—Señor Fernández, felicidades por pasar la entrevista en línea de nuestra empresa. La oferta ya ha sido enviada a su correo. Le pedimos que se incorpore en Londres dentro de dos semanas. ¿Tiene alguna pregunta?
Al otro lado del teléfono, una voz masculina, con un inglés fluido, cruzaba el Atlántico. Vicente Fernández no dudó ni un segundo antes de responder.
—No hay problema, estaré allí puntualmente.
El sonido de la llamada al terminar se mezcló con el leve crujido del pomo de la puerta al girar. Leticia Gutiérrez entró con naturalidad y, sin esperar, le extendió a Vicente una bolsa de papel.
—Ayer, en la firma, surgió un asunto imprevisto y no pude pasar el Año Nuevo contigo. Espero que no estés molesto.
Su tono sonaba sincero, aunque su actitud parecía más formal que cariñosa. Vicente aceptó la bolsa, la abrió y vio al fondo una pulsera de madera de sándalo. Descansaba allí, sin envoltorio, sin cuidado, sin intención.
No había nada que destacara en el gesto, ni siquiera un esfuerzo por hacerlo especial.
La pulsera, aunque costosa, no lo era por sí misma. Su verdadero valor radicaba en el conjunto que complementaba, donde la protagonista era una exquisita pulsera de madera de agar.

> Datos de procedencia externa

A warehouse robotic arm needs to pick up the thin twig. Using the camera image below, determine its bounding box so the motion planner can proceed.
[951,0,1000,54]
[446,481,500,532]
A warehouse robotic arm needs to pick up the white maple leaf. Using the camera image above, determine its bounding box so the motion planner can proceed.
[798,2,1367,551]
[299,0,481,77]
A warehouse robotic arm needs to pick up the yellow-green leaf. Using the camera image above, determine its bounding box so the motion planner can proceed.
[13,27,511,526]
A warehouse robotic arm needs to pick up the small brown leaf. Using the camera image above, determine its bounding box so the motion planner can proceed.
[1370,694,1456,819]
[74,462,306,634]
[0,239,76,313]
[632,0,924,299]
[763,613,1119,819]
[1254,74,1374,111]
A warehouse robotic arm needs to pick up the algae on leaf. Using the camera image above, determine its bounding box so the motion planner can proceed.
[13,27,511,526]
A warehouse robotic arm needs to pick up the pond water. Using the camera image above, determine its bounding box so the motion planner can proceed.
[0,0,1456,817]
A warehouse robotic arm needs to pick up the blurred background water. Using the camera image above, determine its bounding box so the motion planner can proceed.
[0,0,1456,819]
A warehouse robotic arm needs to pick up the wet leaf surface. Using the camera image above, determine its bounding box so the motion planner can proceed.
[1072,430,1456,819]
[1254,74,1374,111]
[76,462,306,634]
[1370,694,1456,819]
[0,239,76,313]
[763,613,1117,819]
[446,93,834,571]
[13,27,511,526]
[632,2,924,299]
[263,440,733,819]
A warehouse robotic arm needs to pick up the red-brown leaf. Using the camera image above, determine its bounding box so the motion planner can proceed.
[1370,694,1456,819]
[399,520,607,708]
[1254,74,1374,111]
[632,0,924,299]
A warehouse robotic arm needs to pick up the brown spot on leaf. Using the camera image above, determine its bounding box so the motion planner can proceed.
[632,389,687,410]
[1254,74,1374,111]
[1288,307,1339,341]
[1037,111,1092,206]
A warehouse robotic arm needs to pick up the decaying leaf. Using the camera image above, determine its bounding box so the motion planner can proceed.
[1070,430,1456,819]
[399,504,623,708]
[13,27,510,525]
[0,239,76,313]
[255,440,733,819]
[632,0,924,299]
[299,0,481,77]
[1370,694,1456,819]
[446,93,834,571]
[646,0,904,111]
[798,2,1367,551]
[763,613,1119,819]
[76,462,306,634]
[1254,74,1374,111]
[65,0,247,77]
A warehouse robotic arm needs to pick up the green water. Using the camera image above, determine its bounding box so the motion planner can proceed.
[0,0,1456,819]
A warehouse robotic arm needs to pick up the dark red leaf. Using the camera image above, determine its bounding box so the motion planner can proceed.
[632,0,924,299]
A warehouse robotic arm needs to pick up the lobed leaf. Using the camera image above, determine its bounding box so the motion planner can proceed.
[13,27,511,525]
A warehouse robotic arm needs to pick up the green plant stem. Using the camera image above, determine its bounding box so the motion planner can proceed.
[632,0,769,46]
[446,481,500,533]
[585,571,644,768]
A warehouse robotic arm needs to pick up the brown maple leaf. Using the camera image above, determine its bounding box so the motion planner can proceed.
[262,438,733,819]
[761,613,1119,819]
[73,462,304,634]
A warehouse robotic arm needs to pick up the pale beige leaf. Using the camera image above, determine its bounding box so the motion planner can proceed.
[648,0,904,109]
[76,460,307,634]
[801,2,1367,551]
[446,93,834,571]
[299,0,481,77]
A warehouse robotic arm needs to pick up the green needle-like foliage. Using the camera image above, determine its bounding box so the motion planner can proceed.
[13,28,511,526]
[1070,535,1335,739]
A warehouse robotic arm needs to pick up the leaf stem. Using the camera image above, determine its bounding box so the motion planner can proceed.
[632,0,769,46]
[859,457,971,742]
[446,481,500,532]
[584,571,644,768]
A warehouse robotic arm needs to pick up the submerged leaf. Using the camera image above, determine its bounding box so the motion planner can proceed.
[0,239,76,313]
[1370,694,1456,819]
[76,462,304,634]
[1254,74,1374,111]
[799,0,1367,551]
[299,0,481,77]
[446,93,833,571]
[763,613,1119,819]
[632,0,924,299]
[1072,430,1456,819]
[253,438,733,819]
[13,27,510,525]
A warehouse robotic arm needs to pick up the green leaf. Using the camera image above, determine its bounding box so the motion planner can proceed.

El hecho de que esta pulsera de sándalo estuviera allí significaba algo claro: Leticia había comprado el conjunto completo, pero había decidido regalarle solo el accesorio.
Y si no hubiera sido por las fotos que Pedro González le envió el día anterior, en las que aparecía esa misma pulsera de madera de agar en una mano que él reconoció de inmediato, Vicente jamás habría sospechado. Cinco años de relación y su novia había optado por entregar el verdadero tesoro a otra persona, mientras que a él le daba lo que sobraba.
Tal como había ocurrido la noche anterior, cuando usó como excusa un compromiso en la firma para no pasar el Año Nuevo con él. En realidad, había pasado la noche con Pedro.
Sin embargo, Vicente no dijo nada. Aceptó el regalo con una expresión imperturbable, agradeció con cortesía y lo dejó sobre la mesa.
Leticia, al ver que no había más reacción, frunció ligeramente el ceño. Antes de que Vicente pudiera regresar a su habitación, lo interceptó con una pregunta inesperada, —¿Y el mío?
Vicente se detuvo de golpe, sorprendido. Levantó la mirada para observarla con confusión. No entendía a qué se refería ni por qué lo estaba deteniendo.
—¿Qué mío? —preguntó Vicente, con una ligera confusión en su tono.
—¿Ya lo olvidaste? ¿No fuiste tú quien propuso que intercambiáramos regalos cada Año Nuevo como símbolo de que nos tenemos en cuenta? —Leticia frunció el ceño, visiblemente molesta. No podía creer que él hubiera olvidado su propia propuesta.
Vicente pareció recordar de repente. Sin darle demasiada importancia, respondió con indiferencia, —Llevamos juntos tantos años que ya somos como un viejo matrimonio. No hay necesidad de seguir con este tipo de formalismos.
Leticia abrió la boca para refutar, pero las palabras se le quedaron atascadas. Esa frase, esa misma frase, le resultaba dolorosamente familiar.
En ese instante lo recordó. El año anterior, durante el último día del año, Vicente, emocionado, había preparado un regalo para ella, pero ella había olvidado por completo el acuerdo. Cuando él apareció con el regalo en la mano, listo para intercambiarlo, ella no tenía nada que ofrecerle.
Ella recordaba con claridad la mirada de decepción en sus ojos cuando le preguntó cómo podía haber olvidado algo que habían acordado juntos.
En aquel momento, sin dudar, ella había respondido, —Llevamos juntos tantos años que ya somos como un viejo matrimonio. Esas cosas son solo formalidades. Si se me olvidó, se me olvidó.